After approximately 616 event registrations and event occurrences, the Firebird server will crash. Changing the length of the event names to use a single character 'I' instead of 'PLAYLIST_INSERTED_' makes that number jump a bit higher, but the crash still happens.

Operating system : CentOS 5.8 (but also tested on 5.5)
Firebird server : Tested on versions 2.0.6, 2.0.7, 2.1.4 and 2.1.5 release candidate (from 22 May 2012)

Server log when the crash happens:

~>tail /opt/firebird/firebird.log

serv1-0000.sbcglobal.net (Client) Mon May 28 14:26:04 2012
        /opt/firebird/bin/fbguard: /opt/firebird/bin/fbserver terminated abnormally (-1)



serv1-0000.sbcglobal.net (Client) Mon May 28 14:26:04 2012
        /opt/firebird/bin/fbguard: guardian starting bin/fbserver


Sample database:

-- ------------------------------------------------------------
-- ISQL scriptlet:

create database '/tmp/event_fail.fdb';

-- A table with the bare minimum to show this problem:
create table playlist (
    station_number integer not null,
    scheduled_date date not null,
    scheduled_time varchar(12) not null
);

-- Two triggers to go with it:
set term ;!!

create trigger pe_playlist_deleted for playlist
       active after delete position 0 as
begin
    post_event 'PLAYLIST_DELETED_' || old.station_number || '_' ||
    old.scheduled_date || '_' || substring(old.scheduled_time from 1 for 2);
end !!

create trigger pe_playlist_inserted for playlist
       active after insert position 0 as
begin
    post_event 'PLAYLIST_INSERTED_' || new.station_number || '_' ||
    new.scheduled_date || '_' || substring(new.scheduled_time from 1 for 2);
end !!
-- Two stored procedure with same params as our regular ones
create procedure insert_log_entry (
    station_num integer,
    dt date,
    tm varchar(12),
    id varchar(250),
    cluster integer,
    mandatory varchar(1))
returns
    (curr integer)
as
begin
    insert into playlist values (:station_num, :dt, :tm);
    curr = 0;
end !!

-- Unused in perl script, my pascal calls on it, though
create procedure remove_log_entry (
    station_num integer,
    curr integer)
returns
    (next integer)
as
begin
    delete from playlist where station_number = :station_num;
    next = 0;
end !!

set term ;!!

commit;

You might want to add that to your aliases:

echo "event_fail = /tmp/event_fail.fdb" >> /opt/firebird/aliases.conf

And here is a perl script which will show the error.
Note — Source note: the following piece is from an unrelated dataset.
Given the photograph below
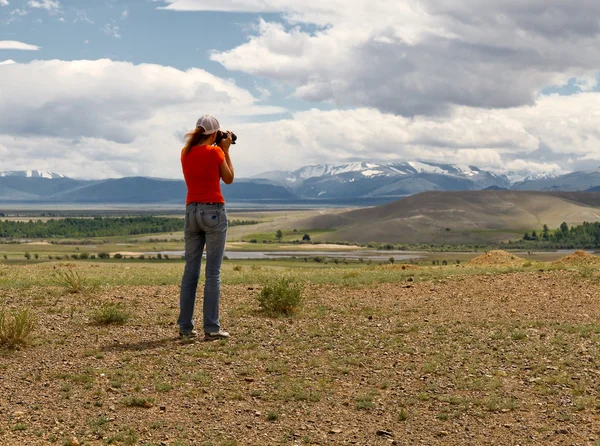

I'm sure real perl programmers will cringe at this.

#!/usr/bin/perl -w
#
# Note: This needs DBI::InterBase. It might work with DBI::Firebird
# but I haven't tried it.
#
# Usage: $0 dbserver:database

use strict;
use DBI;
use POSIX qw(strftime mktime);

my $dsn = shift; # $ARGV[0] - Specified as dbhost:dbname.

my $DB_USER = 'sysdba';
my $DB_PASS = 'masterkey';

my ($dbhost, $dbname) = split ':', $dsn;

my $db = "dbi:InterBase:db=$dbname;host=$dbhost;ib_dialect=3";

my $dbi = DBI->connect($db, $DB_USER, $DB_PASS, { PrintError => 0,
                                                  RaiseError => 0,
                                                  AutoCommit => 1 })
    or die "FATAL ERROR: DBI->connect to $dsn failed";

# Counter for events.
my $want_events = 0;

# -----------------------------------------------------
# Event callback function
# -----------------------------------------------------
sub handle_event {
    my $pe = shift;

    while (my ($k, $v) = each %$pe) {
        print "Got event $k\n";
    }
    $want_events--;
    1;
}

my $station = 1;
my $curr_date = mktime(0, 0, 0, 1, 0, 110); # 01 Jan 2010 @00:00
my $end_date = mktime(0, 0, 0, 1, 0, 111); # 01 Jan 2011 @00:00

my $sql;

my $ev1 = "";
my $ev2 = "";

while ($curr_date < $end_date) {

    my ($sec,$min,$hour,$mday,$mon,$year,$wday,$yday) = localtime($curr_date);

    my $dd = strftime ('%F', localtime($curr_date));
    my $hh = sprintf ('%.2d', $hour);
    my $tt = "${hh}:000:00.00";

    # Only using one here. Kylix test program (and real application)
    # use both of these, so this script registers for both.
    $ev1 = "PLAYLIST_INSERTED_${station}_${dd}_${hh}";
    $ev2 = "PLAYLIST_DELETED_${station}_${dd}_${hh}";

    my $evh = $dbi->func($ev1, $ev2, 'ib_init_event');

    # Set the callback
    $dbi->func($evh, \&handle_event, 'ib_register_callback');

    $want_events = 1;
    $sql = "execute procedure insert_log_entry (?, ?, ?, ?, ?, ?)";
    my $sth = $dbi->prepare($sql);

    my $res = $sth->execute($station, $dd, $tt, 'Event Test Entry', 0, 'N');

    print "Inserted $dd $hh\n";

    $sth->finish;

    while ($want_events > 0) {
        sleep 1;
    }

    $dbi->func($evh, 'ib_cancel_callback');

    # Bump to next hour and repeat
    $curr_date += 3600;

}

$dbi->disconnect;


When I run the above perl, I get this as output:


~ $perl event_test.pl "serv1-0000:event_fail"
Inserted 2010-01-01 00
Got event PLAYLIST_INSERTED_1_2010-01-01_00
Inserted 2010-01-01 01
Got event PLAYLIST_INSERTED_1_2010-01-01_01
............much elided.....
Inserted 2010-01-13 17
Got event PLAYLIST_INSERTED_1_2010-01-13_17
Inserted 2010-01-13 18
Got event PLAYLIST_INSERTED_1_2010-01-13_18
DBD::InterBase::db::ib_register_callback() -- ev is not a blessed SV reference at event_test.pl line 91.
Can't call method "execute" on an undefined value at event_test.pl line 97.
Broken pipe

and over on the server is another instance of terminating abnormally.

Things I've tried:

a). Making the event names shorter as in PI_{date}_{hour}

b). Table modification to store hour as an integer value and having the trigger use that instead of calling on substring.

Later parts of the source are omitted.